To design a secure API gateway for a global financial institution, I would leverage a microservices architecture following the MECE framework. The gateway would comprise distinct microservices for authentication (OAuth 2.0/OpenID Connect), authorization (Attribute-Based Access Control - ABAC), data residency enforcement, and comprehensive logging. For coding patterns, I'd implement the Circuit Breaker pattern for resilience, the Strangler Fig pattern for phased migration of legacy systems, and Sidecar proxies for consistent policy enforcement (e.g., mTLS, FIPS 140-2 cryptography). To prevent unauthorized data exfiltration, I'd integrate a Data Loss Prevention (DLP) engine directly into the gateway, enforce tokenization and end-to-end encryption for all sensitive data, and implement granular, context-aware access controls. Auditability would be ensured through a centralized, immutable logging system (e.g., ELK stack) with real-time anomaly detection and automated compliance reporting.
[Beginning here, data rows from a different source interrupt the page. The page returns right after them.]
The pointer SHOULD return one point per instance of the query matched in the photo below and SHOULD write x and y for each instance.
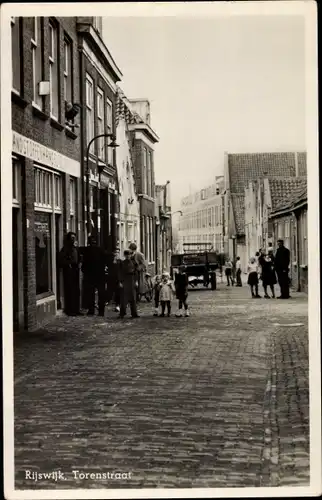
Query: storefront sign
(41, 154)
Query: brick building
(46, 166)
(288, 220)
(143, 139)
(98, 75)
(240, 170)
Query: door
(15, 269)
(59, 244)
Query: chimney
(296, 165)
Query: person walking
(282, 262)
(253, 277)
(166, 292)
(127, 279)
(140, 263)
(93, 268)
(268, 275)
(156, 293)
(181, 286)
(228, 272)
(238, 272)
(68, 260)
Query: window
(16, 54)
(144, 174)
(53, 71)
(68, 71)
(43, 189)
(89, 110)
(73, 205)
(42, 232)
(37, 61)
(100, 123)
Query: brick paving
(219, 399)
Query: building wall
(129, 215)
(44, 150)
(202, 219)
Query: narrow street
(219, 399)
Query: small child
(253, 277)
(166, 291)
(181, 286)
(156, 290)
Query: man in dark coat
(282, 262)
(94, 263)
(127, 278)
(68, 260)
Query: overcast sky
(231, 84)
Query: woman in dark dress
(268, 274)
(69, 262)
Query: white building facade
(202, 217)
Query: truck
(200, 261)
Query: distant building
(241, 215)
(142, 140)
(164, 227)
(202, 217)
(129, 212)
(289, 222)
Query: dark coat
(282, 259)
(94, 263)
(127, 278)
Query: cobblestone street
(220, 399)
Data residency policies (e.g., GDPR, CCPA) would be enforced via a dedicated policy engine within the gateway, dynamically routing or rejecting requests based on data classification and user location, ensuring continuous compliance.

Key points to mention

  • • API Gateway Pattern
  • • Microservices Architecture
  • • Data Residency (Geo-Fencing, Policy-Based Routing)
  • • Access Controls (OAuth 2.0, OpenID Connect, IAM, RBAC, ABAC, PDP/PEP)
  • • Data Loss Prevention (DLP, Content Inspection)
  • • Encryption (mTLS, TLS 1.3)
  • • Rate Limiting/Throttling
  • • API Schema Validation
  • • Comprehensive Logging (WORM, SIEM, OpenTelemetry)
  • • Compliance Frameworks (e.g., GDPR, CCPA, SOX, PCI DSS)

Common mistakes to avoid

  • ✗ Failing to differentiate between authentication and authorization mechanisms.
  • ✗ Not addressing data residency requirements explicitly for a global institution.
  • ✗ Overlooking the importance of comprehensive, immutable logging for auditability.
  • ✗ Proposing generic security measures without specific coding patterns or protocols.
  • ✗ Ignoring the performance implications of extensive policy enforcement at the gateway.